Petit être
helene-marche
Aimer, rien de plus naturel ! Tout humain est en quête d’Amour. La pérennité nous pousse, parfois inconsciemment mais plus souvent irrésistiblement, vers cette fusion de corps. Moments d’extase, de passions endiablées… ! Après de nombreuses chevauchées dédiées à Eros…, quelques semaines plus tard… une sensation curieuse de nausées dérangea mes réveils.
Miracle de la fécondation, un début de vie germait dans mon ventre et emplissait déjà mon cœur d’une joie immense. Un petit être grandissait et tendait ma peau comme une outre. À chaque échographie, apparaissait de plus en plus perfectionné ce fœtus qui portait déjà un nom.
Plus je m’arrondissais, plus ma démarche ressemblait à celle d’un pachyderme. Ma silhouette avoisinait celle du bibendum, égérie des pneumatiques !

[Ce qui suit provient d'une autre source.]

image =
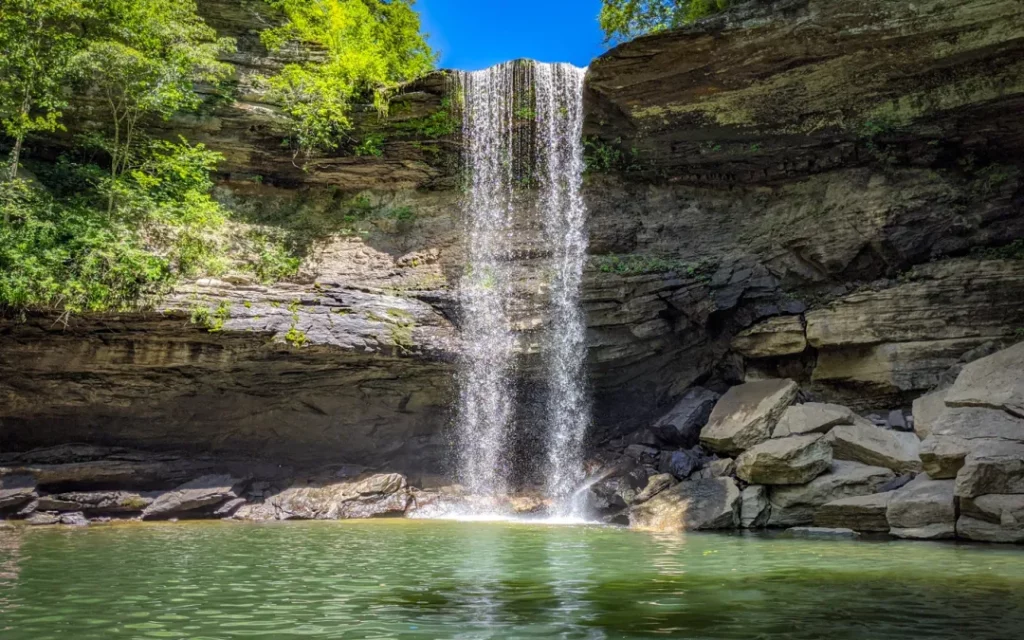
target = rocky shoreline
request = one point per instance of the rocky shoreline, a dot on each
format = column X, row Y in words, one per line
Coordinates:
column 753, row 459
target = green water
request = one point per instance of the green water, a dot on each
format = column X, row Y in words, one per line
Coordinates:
column 400, row 579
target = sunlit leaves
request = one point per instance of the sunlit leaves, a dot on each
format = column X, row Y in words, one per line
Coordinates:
column 368, row 46
column 625, row 19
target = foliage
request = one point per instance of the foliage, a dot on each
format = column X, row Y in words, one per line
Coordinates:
column 39, row 40
column 372, row 144
column 271, row 261
column 625, row 19
column 146, row 61
column 62, row 250
column 440, row 124
column 369, row 46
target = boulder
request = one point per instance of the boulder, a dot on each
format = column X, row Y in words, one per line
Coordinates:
column 229, row 508
column 927, row 410
column 642, row 454
column 994, row 518
column 998, row 470
column 747, row 415
column 98, row 502
column 794, row 460
column 755, row 508
column 41, row 518
column 872, row 445
column 962, row 430
column 682, row 425
column 925, row 509
column 822, row 532
column 379, row 495
column 655, row 484
column 707, row 504
column 76, row 518
column 993, row 382
column 861, row 513
column 199, row 494
column 16, row 489
column 722, row 468
column 812, row 418
column 679, row 464
column 796, row 505
column 782, row 335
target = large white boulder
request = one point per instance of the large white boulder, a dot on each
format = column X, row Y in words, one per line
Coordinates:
column 747, row 415
column 794, row 460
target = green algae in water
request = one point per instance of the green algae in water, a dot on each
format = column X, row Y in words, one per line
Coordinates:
column 399, row 579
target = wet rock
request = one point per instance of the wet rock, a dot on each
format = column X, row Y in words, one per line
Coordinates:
column 43, row 519
column 861, row 513
column 871, row 445
column 796, row 505
column 812, row 418
column 642, row 454
column 228, row 509
column 372, row 497
column 682, row 425
column 821, row 532
column 747, row 415
column 999, row 470
column 782, row 335
column 655, row 484
column 86, row 466
column 755, row 509
column 680, row 464
column 199, row 494
column 960, row 431
column 15, row 491
column 98, row 502
column 927, row 410
column 710, row 504
column 993, row 382
column 897, row 482
column 897, row 421
column 925, row 509
column 794, row 460
column 722, row 468
column 992, row 518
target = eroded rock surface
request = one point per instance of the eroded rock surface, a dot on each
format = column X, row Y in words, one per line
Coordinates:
column 747, row 415
column 706, row 504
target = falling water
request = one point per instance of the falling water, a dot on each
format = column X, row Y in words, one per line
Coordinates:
column 559, row 113
column 487, row 341
column 502, row 156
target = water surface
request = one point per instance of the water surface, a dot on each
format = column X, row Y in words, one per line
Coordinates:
column 410, row 579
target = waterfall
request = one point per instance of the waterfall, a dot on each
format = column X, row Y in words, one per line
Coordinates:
column 504, row 156
column 559, row 115
column 485, row 404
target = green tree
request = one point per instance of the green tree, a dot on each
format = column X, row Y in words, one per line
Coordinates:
column 370, row 46
column 39, row 39
column 146, row 62
column 625, row 19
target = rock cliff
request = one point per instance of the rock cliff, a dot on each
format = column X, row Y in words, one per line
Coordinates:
column 828, row 192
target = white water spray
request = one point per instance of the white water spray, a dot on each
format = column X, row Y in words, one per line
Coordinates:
column 559, row 113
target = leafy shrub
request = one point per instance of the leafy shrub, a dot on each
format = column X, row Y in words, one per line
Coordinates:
column 625, row 19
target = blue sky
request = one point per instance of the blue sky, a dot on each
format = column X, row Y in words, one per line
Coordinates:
column 476, row 34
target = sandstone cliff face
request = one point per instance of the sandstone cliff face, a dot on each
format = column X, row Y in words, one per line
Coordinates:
column 823, row 190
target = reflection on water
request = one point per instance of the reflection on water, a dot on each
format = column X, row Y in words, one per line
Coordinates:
column 401, row 579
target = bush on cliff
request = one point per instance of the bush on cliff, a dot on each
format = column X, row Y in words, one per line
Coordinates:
column 625, row 19
column 369, row 46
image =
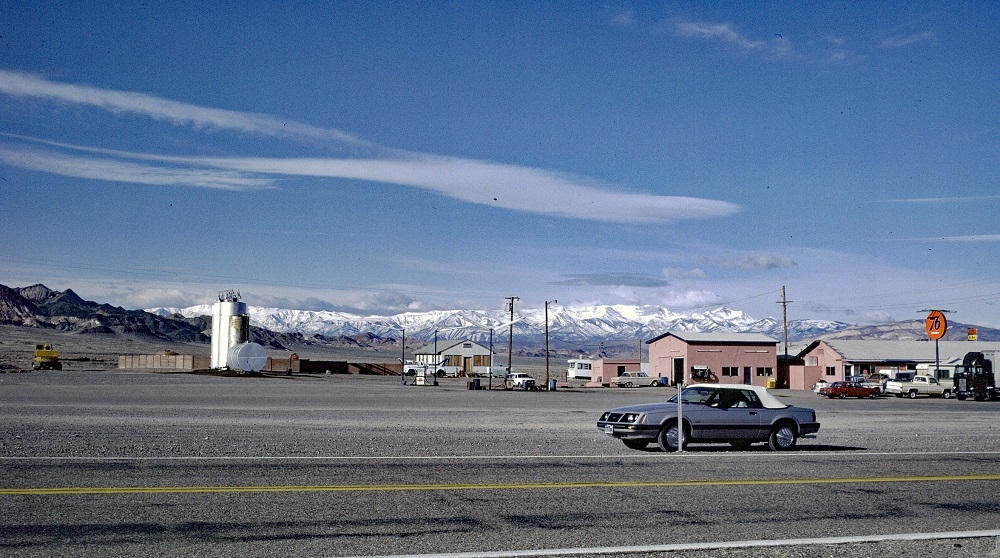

Mon corps filiforme n’était plus qu’un lointain souvenir mais cela n’engendrait en moi aucune mauvaise humeur contrairement au temps passé où le moindre surpoids me déprimait ! Cet état de rondeur généralisée, d’abdomen gonflé tel un ballon de rugby, me donnait une fierté immesurable de « couveuse ».
Combien de fois ai-je sursauté à l’assaut de ses coups de pieds, des cabrioles que ce « petit être » s’autorisait, se mouvant dans le liquide amniotique ! Que le statut de femme enceinte est agréable ! Ah, Si les hommes savaient …. ! Qu’il est doux de se faire dorloter, d’être l’objet de mille et une attentions !
Bien que sa venue au monde ait été imminente, je me surprenais à vouloir le garder encore quelques semaines. Je redoutais l’instant où les douleurs de l’enfantement allaient écarteler mon corps et où j’entamerai l’ultime étape de parturiente.
La délivrance arriva en pleine nuit, à l’heure où Morphée veille sur nos rêves. Le temps sembla s’arrêter. Plus rien ne revêtait d’importance à l’exception de cette boule de cheveux qui tentait lors d’une dernière poussée de s’extirper de mes entrailles. Après un dernier effort, entre mes cuisses sanguinolentes, apparut mon enfant, mon bébé. Ses cris semblaient un appel au secours, un déchirement dû à la séparation de ce cocon aquatique qui l’avait protégé depuis sa conception.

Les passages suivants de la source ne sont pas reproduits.